Which would you rather have?
It sounds like Murphy would pick the Packers’ path.
“You’re in the tournament, and you have a chance,” Murphy said during an interview last week at the NFL scouting combine in Indianapolis. “Obviously we’d rather have won a few more Super Bowls, but, yeah, it’s hard to achieve across the league. It’s the Patriots and us. But I know the expectations are high, and there’s disappointment, but I think realistically the league is designed so you can’t have consistent success.”
Murphy said the Packers' consistency is due at least in part to Thompson’s approach to building the roster through the draft and supplementing it with the occasional free-agent signing. Murphy said he has not asked Thompson to take a more aggressive approach to free agency this offseason even after consecutive overtime playoff losses -- first in the NFC title game following the 2014 season and then in the NFC divisional round after this past season.

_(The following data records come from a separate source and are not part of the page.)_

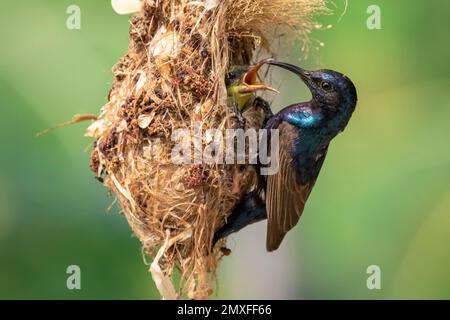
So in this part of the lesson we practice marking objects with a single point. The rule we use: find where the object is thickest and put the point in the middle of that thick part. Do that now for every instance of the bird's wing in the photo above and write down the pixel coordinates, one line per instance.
(285, 195)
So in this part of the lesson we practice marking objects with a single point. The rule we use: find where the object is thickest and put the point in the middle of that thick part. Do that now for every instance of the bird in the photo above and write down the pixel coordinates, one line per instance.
(305, 131)
(242, 84)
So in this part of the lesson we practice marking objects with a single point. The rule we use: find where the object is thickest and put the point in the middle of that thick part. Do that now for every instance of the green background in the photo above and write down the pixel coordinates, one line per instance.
(383, 196)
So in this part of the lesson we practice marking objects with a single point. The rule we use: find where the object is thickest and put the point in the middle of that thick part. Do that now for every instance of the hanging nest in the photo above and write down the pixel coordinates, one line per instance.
(172, 77)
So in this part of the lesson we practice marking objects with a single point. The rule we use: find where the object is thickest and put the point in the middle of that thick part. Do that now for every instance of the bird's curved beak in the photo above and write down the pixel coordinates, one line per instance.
(250, 82)
(302, 73)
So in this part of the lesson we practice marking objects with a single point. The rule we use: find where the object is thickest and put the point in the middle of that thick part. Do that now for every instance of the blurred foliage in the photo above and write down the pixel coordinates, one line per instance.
(382, 197)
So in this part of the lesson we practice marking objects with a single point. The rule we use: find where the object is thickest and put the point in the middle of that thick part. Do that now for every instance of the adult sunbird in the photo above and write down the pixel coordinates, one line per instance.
(305, 132)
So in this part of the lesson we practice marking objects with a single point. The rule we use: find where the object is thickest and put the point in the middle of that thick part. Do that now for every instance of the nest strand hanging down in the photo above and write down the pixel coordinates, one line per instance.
(172, 77)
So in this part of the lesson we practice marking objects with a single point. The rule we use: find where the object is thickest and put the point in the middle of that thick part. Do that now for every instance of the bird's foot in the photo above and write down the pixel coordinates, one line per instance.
(251, 209)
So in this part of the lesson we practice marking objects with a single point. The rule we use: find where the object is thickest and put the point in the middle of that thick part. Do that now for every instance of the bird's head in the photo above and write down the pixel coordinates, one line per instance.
(242, 83)
(330, 89)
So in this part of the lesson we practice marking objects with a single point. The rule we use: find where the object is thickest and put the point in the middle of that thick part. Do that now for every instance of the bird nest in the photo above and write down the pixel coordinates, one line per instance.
(172, 77)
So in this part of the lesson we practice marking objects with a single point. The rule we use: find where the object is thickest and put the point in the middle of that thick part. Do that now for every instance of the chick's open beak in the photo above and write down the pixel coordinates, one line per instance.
(250, 82)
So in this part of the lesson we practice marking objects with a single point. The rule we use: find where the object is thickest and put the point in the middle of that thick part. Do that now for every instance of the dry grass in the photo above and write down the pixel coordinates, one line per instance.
(172, 76)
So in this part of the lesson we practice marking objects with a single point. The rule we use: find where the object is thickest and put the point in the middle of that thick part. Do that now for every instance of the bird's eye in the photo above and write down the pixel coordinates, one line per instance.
(326, 86)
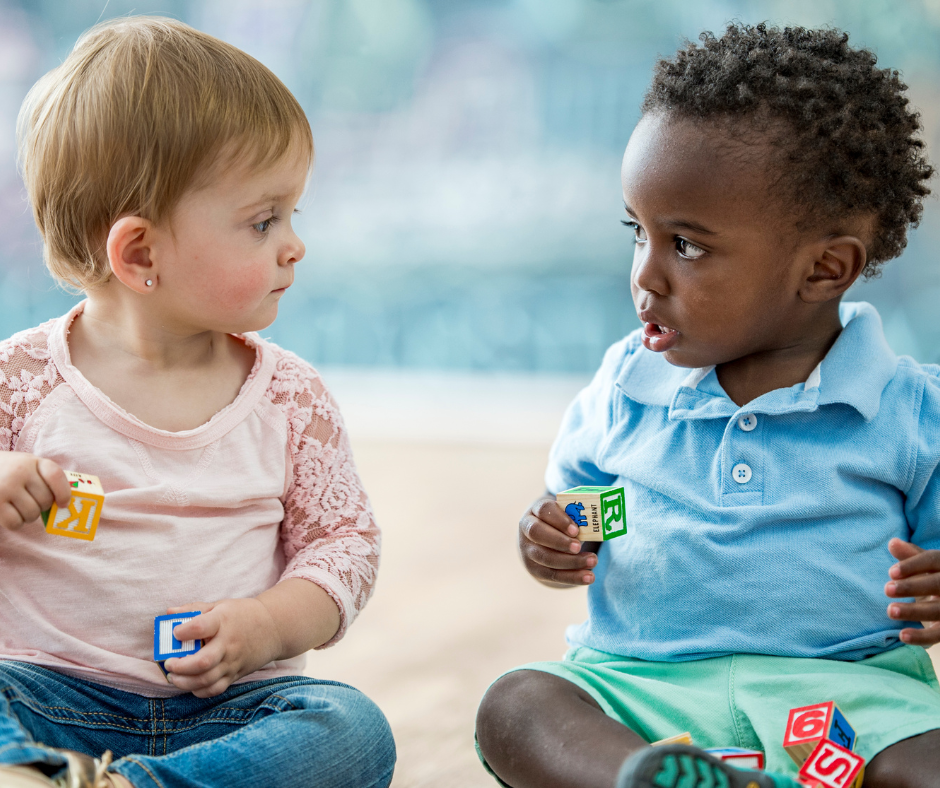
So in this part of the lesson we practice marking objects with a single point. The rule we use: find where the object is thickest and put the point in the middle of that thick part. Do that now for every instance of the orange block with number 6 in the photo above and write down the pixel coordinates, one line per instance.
(80, 519)
(808, 725)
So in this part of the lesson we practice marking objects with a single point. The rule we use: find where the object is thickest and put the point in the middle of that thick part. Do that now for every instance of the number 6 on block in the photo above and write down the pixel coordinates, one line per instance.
(808, 725)
(833, 766)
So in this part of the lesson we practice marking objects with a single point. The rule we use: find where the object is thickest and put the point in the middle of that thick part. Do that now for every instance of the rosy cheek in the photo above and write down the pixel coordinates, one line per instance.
(246, 289)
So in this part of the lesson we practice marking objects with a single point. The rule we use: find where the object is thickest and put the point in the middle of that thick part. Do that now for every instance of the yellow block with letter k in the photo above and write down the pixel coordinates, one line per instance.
(80, 519)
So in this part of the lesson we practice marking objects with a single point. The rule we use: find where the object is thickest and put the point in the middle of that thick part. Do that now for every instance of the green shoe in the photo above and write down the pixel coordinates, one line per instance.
(682, 766)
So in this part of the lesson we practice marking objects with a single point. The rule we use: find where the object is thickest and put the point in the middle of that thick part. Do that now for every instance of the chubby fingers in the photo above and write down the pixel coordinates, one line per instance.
(202, 627)
(204, 673)
(55, 482)
(32, 485)
(926, 637)
(549, 549)
(916, 563)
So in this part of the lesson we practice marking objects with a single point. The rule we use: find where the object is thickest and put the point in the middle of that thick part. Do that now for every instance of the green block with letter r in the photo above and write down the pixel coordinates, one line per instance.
(599, 512)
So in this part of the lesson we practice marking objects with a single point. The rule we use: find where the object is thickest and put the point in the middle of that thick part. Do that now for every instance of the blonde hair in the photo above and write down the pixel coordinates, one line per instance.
(141, 111)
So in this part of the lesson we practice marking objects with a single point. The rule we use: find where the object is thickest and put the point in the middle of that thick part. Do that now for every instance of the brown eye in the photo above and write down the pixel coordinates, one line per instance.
(688, 249)
(639, 234)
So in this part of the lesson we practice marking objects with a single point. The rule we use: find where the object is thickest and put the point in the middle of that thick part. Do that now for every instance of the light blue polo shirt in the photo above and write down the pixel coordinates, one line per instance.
(761, 529)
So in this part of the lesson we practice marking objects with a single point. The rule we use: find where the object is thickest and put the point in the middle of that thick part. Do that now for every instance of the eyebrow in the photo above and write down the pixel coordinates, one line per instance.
(679, 224)
(267, 199)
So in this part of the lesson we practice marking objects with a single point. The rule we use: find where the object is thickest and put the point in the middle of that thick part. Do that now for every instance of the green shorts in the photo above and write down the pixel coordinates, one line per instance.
(744, 700)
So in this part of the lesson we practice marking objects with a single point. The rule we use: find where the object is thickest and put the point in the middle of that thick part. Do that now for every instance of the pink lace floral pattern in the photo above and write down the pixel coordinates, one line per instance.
(329, 532)
(328, 535)
(27, 376)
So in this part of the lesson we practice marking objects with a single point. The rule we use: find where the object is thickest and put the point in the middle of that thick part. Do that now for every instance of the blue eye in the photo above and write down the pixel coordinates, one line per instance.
(263, 226)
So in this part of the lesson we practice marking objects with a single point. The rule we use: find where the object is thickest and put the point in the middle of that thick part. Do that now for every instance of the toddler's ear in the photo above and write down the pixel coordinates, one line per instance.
(129, 242)
(837, 264)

“At the end of the day, Ted oversees all of football, so he’s got to make decisions that he’s comfortable with,” Murphy said. “Sometimes it does bother me that there’s this perception that all we care about is the draft. Look at Julius Peppers, look at the difference he’s made, and obviously Charles Woodson. So we’ve done things -- not to the degree other teams have done -- but there are a lot of examples across the league where it hasn’t worked out.”
Although McCarthy said last week at the combine that “we might shock you this year” in free agency, Thompson didn’t sound like someone who was ready to make a drastic change of course.
“I think you have a philosophy, and I think you stick with that philosophy,” Thompson said. “It doesn’t make sense to me. Everybody is talking about how we’ve been in position to be fairly successful for some time. You can’t do that if you’re changing all the time. I don’t necessarily ascribe to the theory that we’re one-sided, and the only thing we do is try to draft. I’m a big believer in trying to help our team in free agency as well.”
There’s a balance between building a long-lasting winner and taking a win-now approach. That doesn’t mean the two are mutually exclusive.
“This window [of opportunity] stuff, I don’t look at it that way and I don’t buy into it,” McCarthy said. “So much can happen in one season. I’m not really interested in, ‘OK, let’s be competitive for the next however many years.’ That’s not the way I’m wired. I stand up in front of our football team and demand excellence. These are the things we feel we need to do to win a championship, and I would like to think everybody in the building is going about it the right way. We’re pouring everything we’ve got into this year, regardless of who we sign and how we draft or how it goes. It’s all about winning this year. But you also can’t sell the farm out.”